Birçok insan Tracey Emin’in işlerinin özünde yatan sanatçının kişisel tarihini ortaya koyma çabasını cüretkar ve rahatsız edici bulmaya devam etse de, Emin şöyle diyor: “Bazı insanlar benim işlerimi ciddiye almıyor ama ben onlara kendimi kabul ettirmek için çalışmıyorum. Çalışmamın tek nedeni var o da içimdeki üretme isteği. Çoğu zaman insanların acımasızca konuşmalarını umursamıyorum.”
BÜYÜK BÜYÜK BABASI KÖLEYMİŞ
Emin’in köklerinin bizim yaşadığımız yerlere uzanması sadece babasının bir Türk olmasına bağlı değil. Büyük büyük babası Osmanlı döneminde bir köleymiş. 1860 yılında Sudan’da esir alınmış ve özgürlüğüne Kıbrıs’ta kavuşmuş. Yün tüccarıymış. Annesi her ne kadar İngiliz gibi görünse de farklı köklere sahip. Kendini Akdenizli gibi hissettiğinden bahsediyor. Türkiye’ye yaptığı ziyaretler ve babasıyla gezip gördüğü yerler Emin’i en çok etkileyen tecrübeler arasında. “Türkiye’ye yaptığımız seyahatler beni çok etkilerdi. Topkapı’daki padişah tahtlarının yanına otururdum” diyor. 1984 yılından beri Kıbrıs’ı düzenli olarak ziyaret ediyor, babasının ölümünden dolayı bu sıkı bağın kaybolacağından korkuyor. 1987 yılında yayınlanan ‘Altı Türk Öyküsü’ adlı kitabında babasıyla Türkiye’ye yaptığı ziyaretleri anlatan Emin, çoklu kimlikten kaynaklanan bocalamalar sonucunda yazdığı bu kitap için şunları diyor: “Bir şeyin yarısı olmanın nasıl bir duygu olduğunu anlattım.”
YATAĞIYLA DİKKAT ÇEKTİ
Tracey Emin’in çağdaş sanat dünyasından ünlü bir yıldız olma hikâyesinin altında, ‘Yatağım’(1998) (My Bed) ve ‘Birlikte Olduğum Bütün Erkekler’ (1995) (Everyone I have slept with) adlı iki önemli işi var. ‘Yatağım’ adlı eserinde Emin kendi yatağını sergiler. Yatağının üzerinde kirli iç çamaşırı ve kullanılmış prezervatif gibi kendi hayatından parçalar vardır. Bu eserin ardından 1999 yılında Emin Turner Ödülü’nü kazandı. ‘Birlikte Olduğum Bütün Erkekler’ adlı eserinde Emin küçük mavi bir çadırın içine birlikte olduğu erkeklerin ismini yazdı. Çadır, Charles Saatchi tarafından satın alındı ama 2004 yılında bir yangında hasar gördü.
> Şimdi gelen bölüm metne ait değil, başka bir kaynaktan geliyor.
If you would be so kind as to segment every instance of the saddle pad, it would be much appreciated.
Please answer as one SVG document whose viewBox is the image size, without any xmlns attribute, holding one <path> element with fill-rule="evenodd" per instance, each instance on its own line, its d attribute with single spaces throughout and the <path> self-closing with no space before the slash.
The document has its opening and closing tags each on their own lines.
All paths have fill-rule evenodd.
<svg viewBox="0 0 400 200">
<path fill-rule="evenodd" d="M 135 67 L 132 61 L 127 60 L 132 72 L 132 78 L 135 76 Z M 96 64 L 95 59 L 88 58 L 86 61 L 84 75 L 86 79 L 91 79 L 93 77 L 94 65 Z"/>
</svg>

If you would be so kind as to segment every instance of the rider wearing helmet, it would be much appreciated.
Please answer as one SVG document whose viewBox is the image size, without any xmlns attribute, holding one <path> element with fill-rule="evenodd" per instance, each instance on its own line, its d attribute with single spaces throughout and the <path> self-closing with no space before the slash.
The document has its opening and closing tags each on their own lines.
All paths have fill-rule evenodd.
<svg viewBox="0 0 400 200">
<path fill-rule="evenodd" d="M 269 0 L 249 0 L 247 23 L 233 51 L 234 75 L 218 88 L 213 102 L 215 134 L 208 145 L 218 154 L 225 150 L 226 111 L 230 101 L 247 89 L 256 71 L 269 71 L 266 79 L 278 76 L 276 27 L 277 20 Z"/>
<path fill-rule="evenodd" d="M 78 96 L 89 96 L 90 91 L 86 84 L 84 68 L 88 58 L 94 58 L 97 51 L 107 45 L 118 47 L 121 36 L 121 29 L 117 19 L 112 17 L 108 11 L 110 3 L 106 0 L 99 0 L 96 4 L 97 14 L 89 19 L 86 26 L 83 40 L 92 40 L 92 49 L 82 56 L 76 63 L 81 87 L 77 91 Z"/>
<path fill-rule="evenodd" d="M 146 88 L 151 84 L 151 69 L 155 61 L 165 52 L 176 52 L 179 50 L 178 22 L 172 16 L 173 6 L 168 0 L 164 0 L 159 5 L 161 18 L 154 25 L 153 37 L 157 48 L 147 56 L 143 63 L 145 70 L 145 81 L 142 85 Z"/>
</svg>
İSTANBUL74 ULUSLARARASI SANAT MERKEZİ
İstanbul’un en eski semtlerinden biri olan Karaköy’de bulunan 150 yıllık tarihi bir iş hanında inşa edilen ISTANBUL74, yerli ve yabancı sanatçıların resim, heykel, fotoğraf, multi -medya ve tüm sanat çalışmalarına ev sahipliği yapacak. Merkez aynı zamanda kültürel bir etkinlik programına sahip olacak. Şu an Tracey Emin’in iki eserinin sergilendiği bina, yeni sergiler için hazırlanmakta.
L-şeklindeki binanın yüz yıllık dış yüzeyi ve ortak alanları mekânın minimal ve modern tarzını mükemmel bir şekilde çevreliyor. İstanbul’da ulaşımın kilit noktası olan Karaköy, her çağda pek çok kültürün merkezi olmuş, halen de aynı kozmopolit yapısını korumakta.
2009 yılının sonlarına doğru Alphan Eşeli tarafından kurulan ISTANBUL74’ün en önemli girişimlerinden biri, Londra merkezli kültürel diplomasi markası Liberatum ve Another Magazine ile birlikte İstanbul’da gerçekleşen Uluslararası Kültür Festivali ISTANCOOL oldu. ISTANCOOL Festivali moda, sinema, müzik, çağdaş sanat, tasarım, edebiyat, mimari, müzik ve tüm performans sanatları dalında dünyanın önde gelen yaratıcı isimlerini İstanbul’da bir araya getiren, ülkeler arası kültürel alışverişi destekleyen bir programa sahipti.